Event-Cenetered Simplification of News

Version: 1.0
Release date: August 13, 2013

1 Description

For non-native speakers, people with low literacy or intellectual disabilities, and language-impaired people (e.g., autistic, aphasic, congenitally deaf) newswire texts are difficult to comprehend. Making news equally accessible to people with reading disabilities helps their integration into society. This work proposes an event-centered simplification of news stories that performs content reduction at the semantic level, unlike most previous approaches to text simplification that dominantly rely on simplifications at the lexical or syntactic level.

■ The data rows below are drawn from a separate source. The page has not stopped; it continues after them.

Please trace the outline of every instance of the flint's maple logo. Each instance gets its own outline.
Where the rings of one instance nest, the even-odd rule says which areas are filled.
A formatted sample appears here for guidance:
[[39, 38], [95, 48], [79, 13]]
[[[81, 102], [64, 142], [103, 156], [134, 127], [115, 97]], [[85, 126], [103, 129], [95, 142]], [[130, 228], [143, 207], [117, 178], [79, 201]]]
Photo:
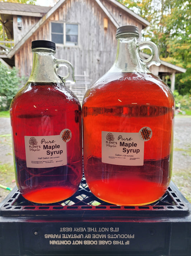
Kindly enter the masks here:
[[61, 133], [62, 139], [65, 142], [68, 142], [72, 138], [71, 131], [69, 129], [65, 129], [62, 131]]
[[40, 149], [40, 146], [38, 146], [38, 142], [34, 137], [31, 137], [29, 140], [29, 149], [30, 151], [39, 151]]
[[117, 144], [117, 142], [114, 141], [115, 140], [115, 137], [114, 135], [111, 133], [108, 133], [106, 136], [106, 146], [110, 148], [115, 148], [116, 146], [116, 144]]
[[31, 137], [29, 141], [29, 143], [30, 145], [32, 145], [33, 146], [38, 144], [37, 141], [34, 137]]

The datasets provided here accompany the following publication:
Glavaš G., Štajner S.: Event-Centered Simplification of News Stories.
Proceedings of the Student Research Workshop at the International Conference on Recent Advances in Natural Language Processing (RANLP 2013),
Hissar, Bulgaria (7-13 September 2013).

If you use the dataset, please cite the publication. The BibTex format is:

@inproceedings{glavas2013recognizing,
  title={Event-Centered Simplification of News Stories},
  author={Glava\v{s}, Goran and {\v{S}}tajner, Sanja},
  booktitle={Proceedings of the Student Research Workshop at the International Conference on Recent Advances in Natural Language Processing {(RANLP 2013)}},
  month = {7-13 September},
  year={2013},
  address = {Hissar, Bulgaria},
}

2 Datasets

The archive with two datasets can be downloaded from here. The two available datasets are as follows:
1. Document-level dataset used for automated evaluation of the readability of simplified text (DocumentsReadability.rar) 2. Sentence-level dataset with human judgements of grammaticality, meaning, and simplicity (SentencesHumanAnnotation.rar)

Document-level datasets consists of 100 news stories. Besides the original text, for each story we provide four simplified versions corresponding to the baseline and three proposed simplification schemes (baseline, sentence, basic-event-wise, and entitycoref-pronominal-anaphora).

Sentence-level dataset contains 280 pairs of original and simplified sentences annotated with human marks of grammaticality, meaning preservation, and simplicity for the simplified version. Each pair of the original and simplified text has the following information: 1. Pair ID (not relevant) 2. Group ID (not relevant) 3. Method with which th simplification was obtained (B - baseline, S - sentence-wise, E - event-wise, C - pronominal anaphora) 4. The original text 5. The simplified text 6. Grammaticality score (assigned by human) 7. Score for meaning preservation (assigned by human) 8. Score for simplicity (assigned by human)

3 License

Datasets for Event-Cenetered Simplification of News Stories by TakeLab (in collaboration with the University of Wolverhamtpon) is licensed under a Creative Commons Attribution-NonCommercial-ShareAlike 3.0 Unported License.